Evaluation Module#

This document explains how the eval_module of the CTF for Science framework is structured and used. It includes metrics definitions, evaluation routines, and batch results handling.

Overview#

The evaluation module provides tools to:

Compute metrics such as:
- Short-time forecast accuracy
- Reconstruction accuracy
- Long-time behavior accuracy using:
  - Histogram comparisons (for ODEs)
  - Spectral analysis (for PDEs)
Extract metrics in a consistent order across sub-datasets
Save results to disk in a reproducible format

Please refer to API for the full API of the evaluation module.

Notes#

Metric scores are always percentages, where 100% means perfect match.
Config files specify which metrics to evaluate per pair:

pairs:
  - id: 1
    metrics: [short_time, reconstruction, long_time]

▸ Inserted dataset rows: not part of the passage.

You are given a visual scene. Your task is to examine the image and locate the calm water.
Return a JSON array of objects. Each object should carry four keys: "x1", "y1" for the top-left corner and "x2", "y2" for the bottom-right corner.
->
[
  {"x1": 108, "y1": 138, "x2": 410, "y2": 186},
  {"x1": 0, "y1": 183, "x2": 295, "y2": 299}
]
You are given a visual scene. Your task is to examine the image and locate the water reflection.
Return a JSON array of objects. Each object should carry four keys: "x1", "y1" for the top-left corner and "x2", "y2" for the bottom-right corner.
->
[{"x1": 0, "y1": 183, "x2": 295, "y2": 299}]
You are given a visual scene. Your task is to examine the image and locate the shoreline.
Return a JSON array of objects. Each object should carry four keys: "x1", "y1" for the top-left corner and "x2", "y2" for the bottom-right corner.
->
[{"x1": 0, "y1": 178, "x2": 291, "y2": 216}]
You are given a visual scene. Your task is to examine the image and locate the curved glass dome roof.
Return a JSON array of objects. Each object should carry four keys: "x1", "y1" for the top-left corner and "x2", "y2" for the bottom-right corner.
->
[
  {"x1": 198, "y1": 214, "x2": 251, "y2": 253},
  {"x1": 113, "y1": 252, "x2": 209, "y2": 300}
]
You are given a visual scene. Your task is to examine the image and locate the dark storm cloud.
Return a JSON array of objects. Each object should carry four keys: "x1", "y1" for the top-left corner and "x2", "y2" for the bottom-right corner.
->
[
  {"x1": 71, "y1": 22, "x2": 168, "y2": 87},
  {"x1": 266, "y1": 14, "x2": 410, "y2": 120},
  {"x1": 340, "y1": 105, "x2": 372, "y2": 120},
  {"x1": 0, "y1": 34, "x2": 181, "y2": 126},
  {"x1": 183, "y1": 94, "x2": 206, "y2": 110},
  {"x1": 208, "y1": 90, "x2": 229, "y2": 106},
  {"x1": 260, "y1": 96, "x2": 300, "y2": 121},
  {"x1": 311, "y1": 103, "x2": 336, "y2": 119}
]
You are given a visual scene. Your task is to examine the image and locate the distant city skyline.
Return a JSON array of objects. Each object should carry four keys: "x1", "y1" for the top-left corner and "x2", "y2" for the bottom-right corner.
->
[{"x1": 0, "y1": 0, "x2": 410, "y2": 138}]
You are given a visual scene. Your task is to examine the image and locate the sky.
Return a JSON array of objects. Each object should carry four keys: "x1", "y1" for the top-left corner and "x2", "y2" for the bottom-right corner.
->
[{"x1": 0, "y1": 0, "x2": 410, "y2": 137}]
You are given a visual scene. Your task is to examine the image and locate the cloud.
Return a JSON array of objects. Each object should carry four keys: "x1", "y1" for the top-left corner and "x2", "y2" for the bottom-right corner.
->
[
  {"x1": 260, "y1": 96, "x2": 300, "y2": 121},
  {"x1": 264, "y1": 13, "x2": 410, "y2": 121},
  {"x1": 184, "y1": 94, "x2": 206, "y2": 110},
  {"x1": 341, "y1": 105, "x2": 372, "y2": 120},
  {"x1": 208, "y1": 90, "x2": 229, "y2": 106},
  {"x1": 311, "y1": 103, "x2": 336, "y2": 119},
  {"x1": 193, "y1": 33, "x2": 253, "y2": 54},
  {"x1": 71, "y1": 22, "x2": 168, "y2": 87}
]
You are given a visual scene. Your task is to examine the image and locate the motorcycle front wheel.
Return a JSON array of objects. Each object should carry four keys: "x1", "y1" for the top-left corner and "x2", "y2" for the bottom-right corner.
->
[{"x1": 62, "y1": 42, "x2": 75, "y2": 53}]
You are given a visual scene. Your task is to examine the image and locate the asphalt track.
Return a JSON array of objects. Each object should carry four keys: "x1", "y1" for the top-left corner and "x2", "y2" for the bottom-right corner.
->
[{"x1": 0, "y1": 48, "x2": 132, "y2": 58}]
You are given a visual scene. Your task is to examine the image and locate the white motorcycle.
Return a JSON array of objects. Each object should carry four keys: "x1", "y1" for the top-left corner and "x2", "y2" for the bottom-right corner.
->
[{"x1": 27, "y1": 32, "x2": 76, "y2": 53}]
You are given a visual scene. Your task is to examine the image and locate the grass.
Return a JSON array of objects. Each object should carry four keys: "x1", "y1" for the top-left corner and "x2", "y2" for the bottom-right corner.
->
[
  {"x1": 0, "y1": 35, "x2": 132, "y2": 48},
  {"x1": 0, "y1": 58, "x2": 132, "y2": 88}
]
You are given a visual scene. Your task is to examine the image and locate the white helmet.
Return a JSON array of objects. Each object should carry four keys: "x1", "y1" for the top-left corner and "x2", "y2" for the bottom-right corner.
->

evaluation_params specify parameters like k, modes, bins.

Typical Workflow#

Run a model to get predictions.
Call evaluate(...) to compute metrics.
Call save_results(...) to save predictions, config, and scores.
Optionally use extract_metrics_in_order(...) for plotting.

Future Enhancements#

Additional metrics (e.g., mean absolute error, KL-divergence)
Per-variable breakdown of metrics
Support for multi-output models with task-specific metrics